Starting in 1941 the streams that fed Mono Lake were diverted for use by the city of Los Angeles. With a yearly evaporation rate of 45 inches (nearly four feet) the lake level quickly dropped, going from an elevation of 6,417 feet above sea level to a low point of 6,372 feet above sea level. The accompanying 31% loss of surface area and 50% loss of water volume had a devastating effect on the estimated two million birds that used the lake each year, as well as causing air quality problems due to the dust from the now-exposed lakebed. In 1994 a court ordered that the lake be returned to a level of 6,392 feet above sea level, but due to droughts in the region the current (2008) level is still only 6,382 feet above sea level.
The lake is believed to have formed 760,000 years ago, although it may be a remnant of a larger lake that formed 1-3 million years ago, thus making it one of the oldest lakes in North America. It is a saline lake with no outlets, fed solely by runoff from the surrounding mountains. One unusual feature of the lake is its many tufa rock formations. These rock towers form when underwater springs rich in calcium mix with the waters of the lake, which are rich in carbonates. The resulting reaction forms limestone. Over time the buildup of limestone forms a tower, and with the drop in lake level the towers have become exposed.
Flora and fauna
Mono Lake is a noted birdwatching destination. Brine shrimp and brine fly larva in the water and brine flies on the shorelines provide abundant food for hungry migrants that stopover to refuel before moving on. Additionally, despite the fact that Negit Island has become land-bridged (and thus accessible to predators) due to lake level decrease, the area's islands remain important breeding areas for birds. Approximately 85% of the state's population of California gulls cross the Sierras each year to breed here, as well as a significant portion of the state's snowy plovers. In addition, between 1.5 to 2 million eared grebes use the lake during migration each year, as well as 80,000 Wilson's phalaropes, 60,000 red-necked phalaropes, and nearly 80 other species of waterbirds.

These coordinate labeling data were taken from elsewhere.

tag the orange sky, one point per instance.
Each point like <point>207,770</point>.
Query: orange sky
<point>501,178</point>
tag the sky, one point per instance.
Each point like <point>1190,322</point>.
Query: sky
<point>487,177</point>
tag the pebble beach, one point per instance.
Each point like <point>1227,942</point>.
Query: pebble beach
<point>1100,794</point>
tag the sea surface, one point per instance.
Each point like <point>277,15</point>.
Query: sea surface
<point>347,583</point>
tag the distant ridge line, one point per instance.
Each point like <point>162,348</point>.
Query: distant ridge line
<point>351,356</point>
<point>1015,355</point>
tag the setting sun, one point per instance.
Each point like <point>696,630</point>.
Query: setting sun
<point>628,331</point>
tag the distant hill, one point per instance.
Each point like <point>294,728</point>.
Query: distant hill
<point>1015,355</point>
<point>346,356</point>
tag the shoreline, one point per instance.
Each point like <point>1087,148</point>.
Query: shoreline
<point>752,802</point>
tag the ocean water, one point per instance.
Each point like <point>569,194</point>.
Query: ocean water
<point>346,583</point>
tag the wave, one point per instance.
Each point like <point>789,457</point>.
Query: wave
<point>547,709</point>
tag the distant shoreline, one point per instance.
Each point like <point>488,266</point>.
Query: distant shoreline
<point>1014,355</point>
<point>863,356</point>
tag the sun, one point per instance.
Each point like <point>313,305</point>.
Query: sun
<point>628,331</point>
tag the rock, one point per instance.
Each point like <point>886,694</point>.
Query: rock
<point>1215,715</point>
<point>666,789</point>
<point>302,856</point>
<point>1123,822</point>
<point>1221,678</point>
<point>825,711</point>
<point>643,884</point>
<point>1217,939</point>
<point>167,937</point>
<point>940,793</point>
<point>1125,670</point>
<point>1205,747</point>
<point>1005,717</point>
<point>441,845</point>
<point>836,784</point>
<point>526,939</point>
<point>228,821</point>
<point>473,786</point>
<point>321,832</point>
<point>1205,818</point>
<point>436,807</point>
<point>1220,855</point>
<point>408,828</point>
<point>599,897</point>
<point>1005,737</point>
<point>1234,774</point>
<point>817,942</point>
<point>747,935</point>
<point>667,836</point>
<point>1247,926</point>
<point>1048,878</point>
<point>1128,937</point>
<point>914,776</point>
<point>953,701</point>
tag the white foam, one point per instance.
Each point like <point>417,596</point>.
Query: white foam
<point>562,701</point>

The lake's food chain begins with algae that bloom in summer months. This algae becomes food for the 4-6 trillion brine shrimp that inhabit the lake, as well as the brine flies that gather on the shoreline. In summer months these flies rise up in black clouds when approached, although luckily they aren't biting insects and thus are not a nuisance to humans.
With little more than desert scrub in the basin, there is no shelter from the elements.
Winds routinely rip through the basin in all seasons. Choking alkali dust clouds can be lifted out of basin by the winds. Usually, the wind direction sends these clouds out to the east away from the most visited parts, but there's no guarantee that the direction won't change and provide you with a much more intimate opportunity to study the clouds firsthand.
In winter, snow occasionally covers the ground. Chains may be required to get around the basin, and are frequently required to cross the passes to get in and out of the region. State Route 120 is closed just west of US 395 all winter (and often all spring), and is closed east of the South Tufa area for much of the winter too.
In summer, if the wind stops suddenly, a cold day can suddenly turn into a scorcher.
The primary access to Mono Lake is provided by Highway 395, which runs north and south along the Eastern Sierra. During the summer months the lake can also be reached from Yosemite National Park using Highway 120 (Tioga Pass), but this route closes with the year's first snowfall and doesn't re-open until the following May or June.
There is a $3 per person fee to visit the South Lake region, unless you have a National Parks pass or senior pass. The County Park on the Northwest side does not have a fee, but the primary interest in that area are the birds.
Mono Lake can be a challenging environment for boaters - the high salt content of the lake, strong winds, and submerged rock formations combine to test the skills of boaters. Most boaters exit the lake by early afternoon to avoid the rough winds that are common. Due to the lake conditions, canoes and kayaks are the most popular types of craft for venturing out on the lake. Boaters should also be aware that from April 1 through August 1 the lake's islands are closed to protect nesting birds.
Naturalist-led walks are offered daily in the summer by the forest service, the state reserve staff, and the Mono Lake Committee. In addition, the Mono Lake Committee offers three-day seminars covering topics from geology, human history, and wildlife of the Mono Lake area.
Supplies and other necessities can be purchased in the town of Lee Vining. Gas is available year-round, but many establishments are open only during the summer season.
There is a very popular restaurant at the corner of highway 120 and 395 that is part of a Mobile Gas station. Given the remoteness it is quite nice and recently remodeled. On a weeknight expect to see as many as 30 other diners enjoying the views overlooking the lake. Food is standard grill fare, and due to the somewhat limited off-season options this stop may be the best bet in the area.
Drinking water is available at the visitor centers. For stronger fare the town of Lee Vining has seasonal options.
Since this is a preserve, no camping is permitted anywhere within the Mono Lake Scenic Area.
Lodging is available within the city of Lee Vining, some of which overlook the lake.